- #1
jfnn
Homework Statement
I have attached the problem.
A 14,000 kg tractor traveling north at 21 km/h turns west and travels 26 km/h. Calculate the change in the tractor's
a. kinetic energy
b. linear momentum (magnitude AND direction)
Homework Equations
[/B]
delta KE = (1/2)mv^2 - (1/2)mvi^2
change in linear momentum (delta p) = m(vf-vi)
The Attempt at a Solution
I defined east as positive and north as positive.
I first converted the velocities to m/s to get: 5.83 m/s North and -7.22 m/s West.
a) I used: delta KE = (1/2)mv^2 - (1/2)mvi^2
Since kinetic energy is a scalar quantity, I do not have to worry about direction. So... I will just plug in the values all given to find the change in KE.
(1/2)(14000)(-7.22)^2 - (1/2)(14000)(5.83)^2
After computing I get 1.27*10^5 J --> Can anyone verify?

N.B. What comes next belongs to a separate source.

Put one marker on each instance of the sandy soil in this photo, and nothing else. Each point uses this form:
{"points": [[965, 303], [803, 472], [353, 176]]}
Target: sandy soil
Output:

b) This part is where I get lost... The change in linear momentum is the same thing as impulse. Impulse is m(vf-vi) --> I know I cannot just subtract the velocities that are given because they are not in same direction. They have direction and magnitude. I must use vectors to find the vf-vi.
In vector notation, vf-vi is that same things as saying vf+(-vi)
Turns out that the initial velocity only has a y component, which makes its velocity (after computing with the vectors) = 5.83 m/s
The final velocity only has an x component and a 0 y component, which makes its velocity ( after computing with a y and x component) = -7.22 m/s
After getting this far, if I did it right, I assume that now I must do another vector problem with the vector final + (- vector initial)
I draw the final vector in the negative direction (west) and lable it with -7.22, then I flip the direction of the north vector (v initial) making it south to subtract from the v final. I get a vector pointing west, plus a vector pointing south. I draw an arrow from the tail of first to tip of last.
I then have a right angle, do pythagorean theroem to find
86.1173 = resultant^2 ... I take the square root to get 9.27
Is this value vf-vi?
If so, I multiply this by the mass of the truck to get the change in momentum?
So... (9.27) * 14000 kg = 1.30*10 ^5 kg*m/s
To get the direction, I do the arctan of what values? Is it the velocity of final/intial??
Thanks for the help!